I: So, if you win a game against somebody that is stronger than you in ratings, then your rating goes up. So after about five tournaments, you have your real rating because at the first tournament, many people get really high ratings, then it starts going down or up…
KZ: …based on how many opponents you defeat or lose against?
KZ: Did you train a lot for this tournament?
I: Not really.
Y: I did.
KZ: How long have you guys been playing chess then?
I: I’d say, me, about a year or a year and a half.
KZ: What?? You’ve been playing for longer than that, haven’t you? You’re good enough to win second place in a tournament!
Y: I’ve spent around four years.
KZ: I was going to say! Weren’t you playing chess where you were here before? Not necessarily tournament-wise, though?
I: I just played against my brother every now and then because he started playing.
KZ: Alright, so you’ve [to Igor] been playing in tournaments for two years? But you’ve been playing the game for a few years.
KZ: And you [to Yegorii] said you’ve been playing for four years?
KZ: Cool! For those chess tournaments, are there qualifying rounds you need to pass to participate in the tournaments?
I: No. I’m pretty sure all you need is an account on www.uschess.org, sign up for the tournament, and you’re in!
KZ: Oh! So in tournaments, are there set brackets for the opponents you go against? Like how in some sports, you defeat someone, then go up a rank until you reach the podium?
I: No. There’s a system for it. Usually, the top-rated player plays versus the lowest-rated player. It goes like that to the middle. Then whoever is the winner of that middle match goes against somebody who won previously.
KZ: Cool! So how long do games typically last?
I: Well, in our last tournament, it was 25 minutes per person. But in other tournaments, it can be 30 minutes to an hour.
KZ: How long do tournaments last? Does it take a whole day? A weekend?
I: I remember a tournament that was a weekend, but it depends on the tournament because there is usually a lunch break. That break time varies from tournament to tournament.
KZ: Will you do more tournaments after this? Aim for the top spot?
I: Of course!
KZ: So this tournament was called the 2021 Gambit Scholastic Spring Tournament. Can you tell us what ‘gambit’ means?
I: Gambit means to sacrifice a piece in order to gain an advantage.
KZ: Did you have to do any gambits for your winning plays?
I: Well, I remember in one game, I did an accidental gambit which gave me victory. There was one more gambit in a different game that I did. I had to give away a bishop in order to do a really big attack!
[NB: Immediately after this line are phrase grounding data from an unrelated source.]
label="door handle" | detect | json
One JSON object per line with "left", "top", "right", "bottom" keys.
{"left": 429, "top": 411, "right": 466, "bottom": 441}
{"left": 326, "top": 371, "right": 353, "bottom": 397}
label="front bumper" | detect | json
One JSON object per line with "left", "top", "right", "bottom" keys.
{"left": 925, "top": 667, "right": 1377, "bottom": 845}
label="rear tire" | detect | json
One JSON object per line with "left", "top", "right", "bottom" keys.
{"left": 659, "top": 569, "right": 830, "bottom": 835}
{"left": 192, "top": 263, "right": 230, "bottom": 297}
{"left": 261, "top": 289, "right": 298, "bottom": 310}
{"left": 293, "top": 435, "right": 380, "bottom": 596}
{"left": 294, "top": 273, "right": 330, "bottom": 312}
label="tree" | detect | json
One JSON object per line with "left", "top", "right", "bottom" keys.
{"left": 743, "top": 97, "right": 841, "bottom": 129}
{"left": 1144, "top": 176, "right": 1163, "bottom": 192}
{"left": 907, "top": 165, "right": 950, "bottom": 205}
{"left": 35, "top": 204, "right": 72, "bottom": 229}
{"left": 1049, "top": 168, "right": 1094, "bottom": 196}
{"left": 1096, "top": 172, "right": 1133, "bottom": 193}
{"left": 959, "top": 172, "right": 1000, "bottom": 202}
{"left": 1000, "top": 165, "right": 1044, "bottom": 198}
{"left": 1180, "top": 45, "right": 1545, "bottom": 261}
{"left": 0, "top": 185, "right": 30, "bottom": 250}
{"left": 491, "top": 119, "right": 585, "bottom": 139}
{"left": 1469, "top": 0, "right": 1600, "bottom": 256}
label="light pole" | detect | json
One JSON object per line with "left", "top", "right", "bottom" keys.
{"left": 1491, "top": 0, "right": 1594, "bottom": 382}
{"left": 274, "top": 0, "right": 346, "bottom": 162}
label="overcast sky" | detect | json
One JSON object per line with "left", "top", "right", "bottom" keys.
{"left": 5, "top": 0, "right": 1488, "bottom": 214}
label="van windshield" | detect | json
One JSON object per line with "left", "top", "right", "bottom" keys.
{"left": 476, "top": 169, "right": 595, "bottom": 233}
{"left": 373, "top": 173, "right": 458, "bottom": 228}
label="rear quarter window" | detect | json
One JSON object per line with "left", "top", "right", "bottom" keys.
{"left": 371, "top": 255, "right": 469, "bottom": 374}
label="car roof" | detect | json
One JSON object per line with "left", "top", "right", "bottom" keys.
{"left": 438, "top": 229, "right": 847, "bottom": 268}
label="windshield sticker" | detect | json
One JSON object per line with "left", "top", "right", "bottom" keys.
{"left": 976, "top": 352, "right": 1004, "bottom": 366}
I have learned quite a bit from these two about chess tournaments. Can you believe that all you have to do to participate is to sign up online? This tournament even featured children from Kindergarten to 12th grade, although they would be in different categories based on their rating. The Galchun Boys taught me what the word ‘gambit’ means. Even though they ranked second in this tournament, they will continue to participate in more tournaments to finally reach that top spot in the strategic game of chess.